Lesotho, Botswana and Swaziland had histories that were indeed a lot like the homelands. In the 19th century, the borders of South Africa were poorly defined and whites had tenuous control over areas that had in tact African polities. The homelands and Lesotho, Botswana and Swaziland were treated almost identically -- as reserves and protectorates that were too difficult or expensive to completely conquer. There was a lot of debate about whether the final borders would include LBS, but the African nationalists and British humanitarians prevented their incorporation into South Africa.

Just as Lesotho is the rump of Moshoeshoe's Sotho Kingdom and Swaziland was the rump of Mabuza's Swazi kingdom, the BaPedi homeland, Lebowa, was the remnant of Sekukuni's BaPedi kingdom -- a kingdom that put up some of the fiercest resistance to colonization in the Transvaal. You can think of the homelands in the 19th century this way: If the Germans had invaded France in 1940 but were unable to conquer Paris and its surroundings, signed a truce, and created a reservation for the French which it ruled indirectly. That's really what the homelands were. Over the 20th century, the colonial authorities took more and more control, but people remembered the origins of each reserve.

Each homeland resulted from some form of resistance against colonialism, and that's why they had territorial legitimacy, even if the leadership eventually chosen by Pretoria did not. The Paramount Chief of the Tswana Territorial Authority (which became Bophutatswana), Tidimane Pilane, was replaced with Pretoria's help by Lucas Mangope in the early 1970s. By the late 1980s, Chief Pilane was elected head of the UDF-affiliated Congress of Traditional Leaders of South Africa (Contrelesa).

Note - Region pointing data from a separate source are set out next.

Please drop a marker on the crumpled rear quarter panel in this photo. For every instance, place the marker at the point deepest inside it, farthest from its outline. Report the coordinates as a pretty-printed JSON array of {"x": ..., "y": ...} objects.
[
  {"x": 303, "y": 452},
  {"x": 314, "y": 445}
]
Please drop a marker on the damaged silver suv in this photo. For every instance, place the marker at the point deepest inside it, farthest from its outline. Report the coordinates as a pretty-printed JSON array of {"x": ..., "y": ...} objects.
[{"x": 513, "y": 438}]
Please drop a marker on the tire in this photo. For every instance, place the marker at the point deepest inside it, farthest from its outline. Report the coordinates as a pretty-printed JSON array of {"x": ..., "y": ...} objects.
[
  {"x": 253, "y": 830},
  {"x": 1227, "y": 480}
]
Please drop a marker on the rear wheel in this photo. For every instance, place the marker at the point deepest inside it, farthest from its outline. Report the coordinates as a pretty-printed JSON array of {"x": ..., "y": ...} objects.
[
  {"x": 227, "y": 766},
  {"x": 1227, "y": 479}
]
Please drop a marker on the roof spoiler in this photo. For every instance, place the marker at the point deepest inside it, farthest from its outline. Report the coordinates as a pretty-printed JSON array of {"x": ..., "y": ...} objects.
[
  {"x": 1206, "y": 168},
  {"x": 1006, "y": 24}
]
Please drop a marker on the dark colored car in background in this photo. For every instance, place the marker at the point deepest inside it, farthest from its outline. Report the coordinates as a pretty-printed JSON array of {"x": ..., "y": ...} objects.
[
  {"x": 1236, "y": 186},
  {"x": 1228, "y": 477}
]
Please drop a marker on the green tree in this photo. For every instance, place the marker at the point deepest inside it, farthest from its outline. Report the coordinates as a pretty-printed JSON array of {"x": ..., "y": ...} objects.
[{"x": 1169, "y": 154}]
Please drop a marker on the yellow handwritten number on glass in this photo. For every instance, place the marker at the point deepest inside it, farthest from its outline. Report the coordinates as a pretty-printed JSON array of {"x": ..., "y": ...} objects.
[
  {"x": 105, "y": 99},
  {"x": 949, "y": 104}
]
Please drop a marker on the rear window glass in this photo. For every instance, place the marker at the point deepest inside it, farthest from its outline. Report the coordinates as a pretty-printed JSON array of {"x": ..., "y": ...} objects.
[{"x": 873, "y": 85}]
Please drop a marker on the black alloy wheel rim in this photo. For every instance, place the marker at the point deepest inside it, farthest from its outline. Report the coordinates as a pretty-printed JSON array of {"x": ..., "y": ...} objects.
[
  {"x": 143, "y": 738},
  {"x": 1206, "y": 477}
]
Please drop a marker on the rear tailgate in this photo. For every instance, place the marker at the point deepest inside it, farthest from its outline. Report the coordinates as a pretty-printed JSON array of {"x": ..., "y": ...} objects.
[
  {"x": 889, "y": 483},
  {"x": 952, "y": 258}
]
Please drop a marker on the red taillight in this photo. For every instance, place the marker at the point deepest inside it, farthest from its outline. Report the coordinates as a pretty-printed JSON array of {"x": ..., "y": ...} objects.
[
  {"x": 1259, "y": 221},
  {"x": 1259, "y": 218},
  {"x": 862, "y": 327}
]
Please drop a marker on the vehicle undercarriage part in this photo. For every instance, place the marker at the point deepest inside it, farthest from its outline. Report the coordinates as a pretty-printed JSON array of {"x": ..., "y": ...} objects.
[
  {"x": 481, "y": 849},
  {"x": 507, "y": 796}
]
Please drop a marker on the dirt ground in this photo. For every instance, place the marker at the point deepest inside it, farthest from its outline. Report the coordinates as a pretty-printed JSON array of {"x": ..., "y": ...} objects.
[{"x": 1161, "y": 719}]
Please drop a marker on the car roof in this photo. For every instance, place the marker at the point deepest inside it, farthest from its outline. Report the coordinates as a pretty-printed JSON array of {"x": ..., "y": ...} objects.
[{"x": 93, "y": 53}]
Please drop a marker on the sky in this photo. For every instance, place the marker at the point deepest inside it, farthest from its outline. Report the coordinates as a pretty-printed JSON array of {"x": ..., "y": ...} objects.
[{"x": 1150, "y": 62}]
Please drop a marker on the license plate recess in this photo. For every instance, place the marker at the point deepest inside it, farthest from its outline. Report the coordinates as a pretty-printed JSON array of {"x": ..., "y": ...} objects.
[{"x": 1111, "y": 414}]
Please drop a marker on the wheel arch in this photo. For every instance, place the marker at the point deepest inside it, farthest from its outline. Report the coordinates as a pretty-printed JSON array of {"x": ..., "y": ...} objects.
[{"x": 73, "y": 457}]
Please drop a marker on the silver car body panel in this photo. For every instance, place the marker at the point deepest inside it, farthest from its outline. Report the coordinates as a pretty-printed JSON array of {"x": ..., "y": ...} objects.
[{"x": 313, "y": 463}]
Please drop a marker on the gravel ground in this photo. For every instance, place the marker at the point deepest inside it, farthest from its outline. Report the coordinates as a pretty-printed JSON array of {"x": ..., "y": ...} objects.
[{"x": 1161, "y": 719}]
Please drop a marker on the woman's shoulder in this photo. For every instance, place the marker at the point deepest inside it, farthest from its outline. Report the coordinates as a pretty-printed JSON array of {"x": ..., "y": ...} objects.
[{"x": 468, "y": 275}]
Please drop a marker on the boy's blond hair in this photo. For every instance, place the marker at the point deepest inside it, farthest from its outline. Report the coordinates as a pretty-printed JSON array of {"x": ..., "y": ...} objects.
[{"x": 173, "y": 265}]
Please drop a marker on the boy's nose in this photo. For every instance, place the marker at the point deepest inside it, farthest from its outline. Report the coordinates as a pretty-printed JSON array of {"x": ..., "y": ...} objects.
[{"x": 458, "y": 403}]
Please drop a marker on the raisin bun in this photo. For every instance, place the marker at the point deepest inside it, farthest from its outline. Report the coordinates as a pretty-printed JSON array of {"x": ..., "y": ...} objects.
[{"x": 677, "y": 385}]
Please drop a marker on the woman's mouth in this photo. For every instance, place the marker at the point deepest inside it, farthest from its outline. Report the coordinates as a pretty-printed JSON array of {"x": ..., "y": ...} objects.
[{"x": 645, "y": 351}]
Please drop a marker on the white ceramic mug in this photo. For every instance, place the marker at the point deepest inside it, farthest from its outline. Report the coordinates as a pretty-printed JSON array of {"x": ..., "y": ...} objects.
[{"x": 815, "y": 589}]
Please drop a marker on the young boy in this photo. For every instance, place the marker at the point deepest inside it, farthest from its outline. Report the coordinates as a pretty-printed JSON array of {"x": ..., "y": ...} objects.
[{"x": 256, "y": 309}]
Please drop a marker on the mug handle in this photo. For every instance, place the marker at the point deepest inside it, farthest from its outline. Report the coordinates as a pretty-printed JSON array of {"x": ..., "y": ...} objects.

After passage of the 1936 Native Land and Trust Act, the government began trying to "consolidate" the black population into the homelands, by expropriating their land and transferring the populations to the reserves. Btw, it wasn't the army that did this; it was the police. Also, it isn't technically correct to say all the valuable land was "stripped out." In the 19th century, the Boers and British did in many places push kingdoms and chiefdoms into less fertile areas as the basis for the reserves. But the reserves also had a great deal of fertile land. The real problem was that the forced removals after the 1930s led to terrible environmental degradation of the reserves. For example, in the 1950s, the apartheid government carried out an environmental survey of the Sotho homeland, QwaQwa and determined it could support about 10,000 people, but its population increased quickly to 20,000, and by the 1980s was 250,000. Similarly, Ciskei was more of a rural slum than an agricultural area.

Structuralism is very useful for understanding historical processes, but it is most useful when it sticks to the facts as well.